Cash Flow Investing Activities Net cash used in investing activities increased by $8.4 million, to $31.4 million for the nine months ended January 26, 2013, compared to $23.0 million for the nine months ended January 28, 2012. Purchases of property, plant and equipment increased $13.4 million, to $30.0 million for the nine months ended January 26, 2013, compared to $16.6 million for the nine months ended January 28, 2012. The increase primarily relates to plant expansion and equipment purchases in Europe and North America for products scheduled to be launched in the first quarter of fiscal 2014. In the first nine months of fiscal 2013, we acquired the Hetronic Italy business for $1.4 million. See note 12 for more information regarding the transaction. In the first nine months of fiscal 2012, we acquired the Advanced Molding and Decoration business for $6.4 million.

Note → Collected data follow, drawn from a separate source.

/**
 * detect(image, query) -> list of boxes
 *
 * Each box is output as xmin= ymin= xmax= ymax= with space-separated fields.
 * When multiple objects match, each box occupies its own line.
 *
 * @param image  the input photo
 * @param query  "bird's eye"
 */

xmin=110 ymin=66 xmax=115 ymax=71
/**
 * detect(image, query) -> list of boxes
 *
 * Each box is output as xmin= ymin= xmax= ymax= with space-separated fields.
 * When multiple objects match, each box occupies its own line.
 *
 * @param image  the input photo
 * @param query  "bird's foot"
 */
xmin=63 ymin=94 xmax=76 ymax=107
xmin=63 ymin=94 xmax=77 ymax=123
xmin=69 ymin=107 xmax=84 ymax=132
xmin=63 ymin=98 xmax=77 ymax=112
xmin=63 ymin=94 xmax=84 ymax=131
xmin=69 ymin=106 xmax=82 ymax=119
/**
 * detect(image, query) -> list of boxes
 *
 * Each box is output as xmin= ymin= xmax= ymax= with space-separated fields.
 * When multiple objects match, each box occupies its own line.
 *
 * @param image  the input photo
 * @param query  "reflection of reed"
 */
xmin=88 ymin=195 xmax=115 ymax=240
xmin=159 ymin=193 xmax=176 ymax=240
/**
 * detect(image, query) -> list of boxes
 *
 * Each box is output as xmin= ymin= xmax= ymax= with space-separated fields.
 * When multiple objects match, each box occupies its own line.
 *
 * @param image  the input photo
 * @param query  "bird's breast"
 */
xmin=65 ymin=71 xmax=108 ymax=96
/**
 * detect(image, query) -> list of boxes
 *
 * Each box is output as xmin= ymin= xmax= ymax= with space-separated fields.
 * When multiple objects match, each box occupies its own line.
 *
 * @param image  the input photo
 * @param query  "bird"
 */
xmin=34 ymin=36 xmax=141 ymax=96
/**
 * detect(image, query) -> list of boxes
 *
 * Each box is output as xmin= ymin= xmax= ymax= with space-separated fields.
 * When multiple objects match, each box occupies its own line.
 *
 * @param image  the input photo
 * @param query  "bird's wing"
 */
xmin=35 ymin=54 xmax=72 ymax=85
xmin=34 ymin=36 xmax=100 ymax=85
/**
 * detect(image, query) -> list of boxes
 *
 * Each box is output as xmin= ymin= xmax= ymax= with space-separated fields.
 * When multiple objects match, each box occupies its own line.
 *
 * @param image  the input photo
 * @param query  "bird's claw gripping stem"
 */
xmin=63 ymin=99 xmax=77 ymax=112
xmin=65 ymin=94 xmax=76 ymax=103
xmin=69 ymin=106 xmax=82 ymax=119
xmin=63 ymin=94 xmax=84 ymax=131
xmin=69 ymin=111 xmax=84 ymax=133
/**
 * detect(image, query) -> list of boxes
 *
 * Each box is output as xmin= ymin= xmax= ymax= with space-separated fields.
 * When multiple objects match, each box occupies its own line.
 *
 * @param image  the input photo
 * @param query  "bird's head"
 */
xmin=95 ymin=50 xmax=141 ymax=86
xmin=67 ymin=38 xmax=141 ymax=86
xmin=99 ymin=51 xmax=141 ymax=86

34-------------------------------------------------------------------------------- Table of Contents Cash Flow Financing Activities Net cash provided by financing activities decreased $47.7 million to cash used of $15.8 million in the first nine months of fiscal 2013, compared to cash provided of $31.9 million for the first nine months of fiscal 2012. During the first nine months of fiscal 2013, the Company had net payments against the credit facility of $8.0 million, compared to net borrowings of $39.5 million in the first nine months of fiscal 2012. We paid dividends of $7.8 million for both the first nine months of fiscal 2013 and fiscal 2012. The first nine months of fiscal 2012 included $0.2 million of proceeds for the exercise of stock options.

Off-Balance Sheet Arrangements We do not have any off-balance sheet arrangements, other than operating leases and purchase obligations entered into in the normal course of business.